К сожалению, я не увидела Дашину маму в тот раз, она куда-то выходила.

Подросток: ещё не взрослый, уже не ребенок

Я хочу объяснить, почему я использую специальные средства при работе с детьми и подростками, почему не провожу обычную «терапевтическую беседу». Дело в том, что, как мне кажется, дети более склонны к метафорическому, сказочному способу осознавания себя и жизни. Я много раз сталкивалась с ситуацией, когда на прямой вопрос «Как ты живешь?» ребенок отвечает «Нормально», а потом, в сказке, в игре, в рисунке обнаруживаются его страхи, горе, насилие, в конце концов. Я думаю, что если бы я пыталась ОБСУЖДАТЬ с Дашей её состояние, мы просто потратили бы время, польза была бы минимальной, особенно, если учитывать кратковременность и неустойчивость этих встреч.

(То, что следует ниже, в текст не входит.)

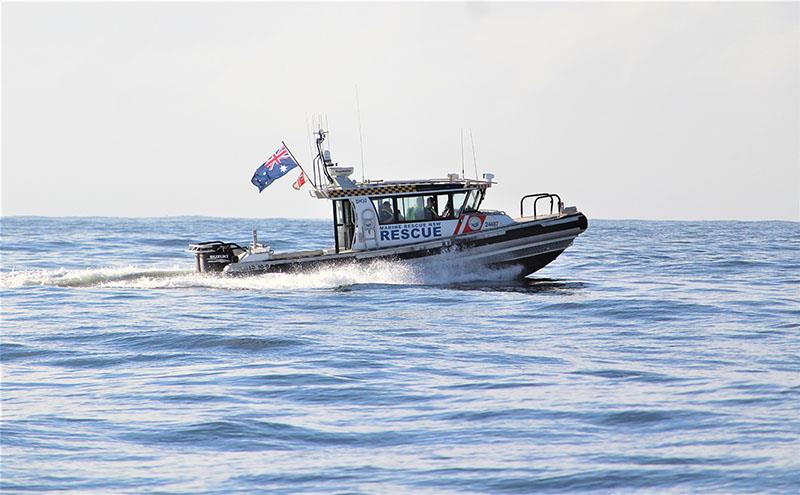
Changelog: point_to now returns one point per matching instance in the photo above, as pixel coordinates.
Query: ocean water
(651, 357)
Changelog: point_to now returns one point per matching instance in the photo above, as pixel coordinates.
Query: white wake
(424, 272)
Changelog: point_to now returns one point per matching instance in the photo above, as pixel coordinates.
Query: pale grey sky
(656, 111)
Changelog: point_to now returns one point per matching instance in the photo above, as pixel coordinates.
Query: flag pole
(296, 161)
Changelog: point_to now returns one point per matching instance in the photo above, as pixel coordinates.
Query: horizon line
(329, 219)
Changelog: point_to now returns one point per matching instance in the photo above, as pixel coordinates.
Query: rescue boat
(437, 219)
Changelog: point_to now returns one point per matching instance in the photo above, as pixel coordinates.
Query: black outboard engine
(213, 256)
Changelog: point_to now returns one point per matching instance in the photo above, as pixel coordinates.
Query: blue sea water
(651, 357)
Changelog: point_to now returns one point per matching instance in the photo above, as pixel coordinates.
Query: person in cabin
(419, 211)
(386, 213)
(430, 209)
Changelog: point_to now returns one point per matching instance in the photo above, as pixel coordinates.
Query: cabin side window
(411, 209)
(458, 203)
(385, 209)
(473, 201)
(421, 208)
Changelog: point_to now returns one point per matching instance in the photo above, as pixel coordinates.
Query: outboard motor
(213, 256)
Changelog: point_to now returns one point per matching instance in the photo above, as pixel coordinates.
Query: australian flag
(274, 168)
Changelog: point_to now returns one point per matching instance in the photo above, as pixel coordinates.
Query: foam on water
(442, 272)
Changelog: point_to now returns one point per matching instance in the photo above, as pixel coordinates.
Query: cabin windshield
(424, 207)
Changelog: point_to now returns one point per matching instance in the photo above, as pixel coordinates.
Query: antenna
(462, 152)
(328, 130)
(311, 151)
(474, 160)
(360, 136)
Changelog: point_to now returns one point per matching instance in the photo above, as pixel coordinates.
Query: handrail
(539, 196)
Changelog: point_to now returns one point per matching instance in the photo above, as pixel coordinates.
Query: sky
(627, 110)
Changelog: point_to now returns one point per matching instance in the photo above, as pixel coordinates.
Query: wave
(374, 273)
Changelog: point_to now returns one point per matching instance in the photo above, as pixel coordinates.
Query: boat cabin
(385, 214)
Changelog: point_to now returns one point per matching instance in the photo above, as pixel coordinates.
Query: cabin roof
(390, 188)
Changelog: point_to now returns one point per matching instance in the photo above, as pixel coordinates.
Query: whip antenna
(360, 136)
(462, 152)
(474, 160)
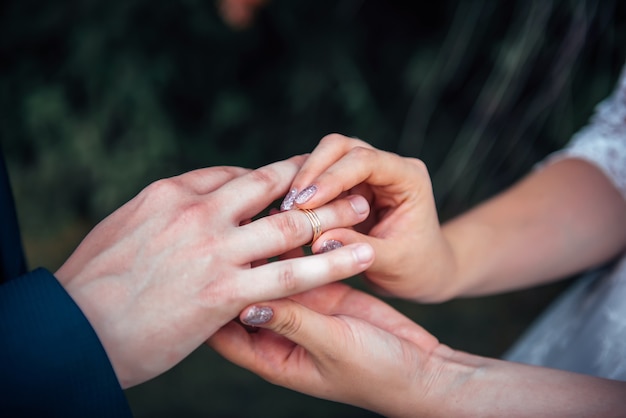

Кроме того, у ребенка ещё нет этих многолетних наслоений событий, чувств, переживаний, через которые надо годами пробираться к сердцу. Все очень тонко, живо, горячо, сиюминутно. Он буквально – «здесь-и-сейчас».  Достаточно бывает легчайшего, незаметного касания – и пластичная структура детской психики чутко отзывается, распрямляются погнутые ветви, загораются глаза.

С другой стороны, Даше уже 13 лет, она в состоянии рефлексировать, замечать нюансы своего состояния, она понимает, например, разницу между «чувствуешь» и «ощущаешь». Все сделанные упражнения (ну, разве что кроме «Шариков») мы обсуждали, то есть это были средства выведения скрытых эмоций на поверхность, способ сделать их (эмоции) доступными сознанию.

Что нас делает сильнее

Считается, все, что не убивает. Я не уверена. Прикосновение к чужому горю, даже если удается как-то помочь, сродни заглядыванию в бездну. Для меня это было слишком сильное потрясение, возможно, по личным причинам. Я поняла, что в ближайшее время мне стоит воздерживаться от работы с актуальным горем, с потерями. Я меня хорошо получается, но при этом отдаю слишком много. Кстати, как только я это осознала, перестали появляться клиенты с таким уровнем проблем.

Практика необходима, это совершенно точно. Всегда полезно выяснить, на что ты способен. И, как это случилось у Даши, страх, когда посмотришь открытыми глазами, оказывается не такой уж всемогущий и с ним можно бороться.